One of the unexpected surprises of the film is how it becomes a visual love letter to Rome. Several interviews are staged in front of iconic ancient sites, many of which surrounded and influenced Di Palma as a child when his mother would leave him with tram operators to circle the Eternal City while she worked as a florist by the Spanish Steps. Perhaps as the tram once did with a young Di Palma, the opening sequence sweeps past Emperor Claudius’s Porta Maggiore aqueduct. Shortly after, Christian De Sica speaks with the evocative backdrop of the Temple of Vesta, and the Bocca della Verità just across the street. Film journalist Furio Colombo reflects near the Portico of Octavia, while director Giuliano Montaldo offers his recollections from a terrace in Piazza di Spagna overlooking the Spanish Steps. Other moments take place by the Fontana dell’Acqua Paola on the Janiculum Hill, at the Centro Sperimentale di Cinematografia, and within Cinecittà Studios—sites intertwined with Italy’s cinematic heritage.
The film pays special attention to Di Palma’s artistic lineage and the people who influenced him at the beginning of his career. “My greatest teacher is Gianni Di Venanzo,” he recalls. “Gianni Di Venanzo, who did all the early films—the first black-and-whites of (Michelangelo) Antonioni. I was his focus operator, and then I became a director of photography.” The documentary traces this apprenticeship, from “Il Grido” to Di Palma’s eventual emergence as a visionary in his own right. Russian director Nikita Mikhalkov describes the impact of Di Venanzo and the subsequent evolution represented by Di Palma: “At the time of black-and-white cinema, nobody ever bettered what Gianni Venanzo did. Carlo’s appearance is the next step—a completely different school, a vision of camera movement that was completely different.” Kamkari connects these histories, showing how the refinement of black-and-white technique under Di Venanzo blossomed into the vibrant, expressive color cinematography that became Di Palma’s hallmark.
The documentary is particularly precious for capturing one of the last great generations of Italian filmmakers on camera. Though released in 2017, it had been in production for years, allowing time for interviews with cinematic giants such as Francesco Rosi, Carlo Lizzani, Bernardo Bertolucci, Ettore Scola, and Lina Wertmüller—many of whom passed away during the last decade. So, seeing them appear in this documentary is a real treat. Their presence lends the film a strong sense of nostalgia, making it not just a document about Di Palma, but about a fading era of Italian cinema.

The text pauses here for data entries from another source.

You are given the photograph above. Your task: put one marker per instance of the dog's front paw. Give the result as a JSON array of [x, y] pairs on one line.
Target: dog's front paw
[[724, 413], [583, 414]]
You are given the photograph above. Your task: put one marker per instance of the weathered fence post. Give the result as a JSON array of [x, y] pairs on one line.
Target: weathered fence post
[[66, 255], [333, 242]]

Di Palma’s long collaboration with Woody Allen emerges as one of the documentary's major threads. Di Palma lived in New York for 17 years, during which he shot 12 films with Allen. Their partnership, he explains, worked so well because both men approached filmmaking in a similar way: “That very improvisational, you know, lazy, instinctive way,” Allen said. Their collaboration on films such as “Hannah and Her Sisters” and “Husbands and Wives” is presented as expressions of Di Palma’s devotion to warm colors, natural light, and emotionally intuitive camerawork.
Kamkari complements these interviews with rich archival footage. Rather than treating Di Palma’s filmography as a series of accomplishments, he uses excerpts from Antonioni’s “Red Desert” and “Blow-Up,” along with others, to illustrate Di Palma’s artistry, which this documentary proves is classic, modern, and timeless all at once.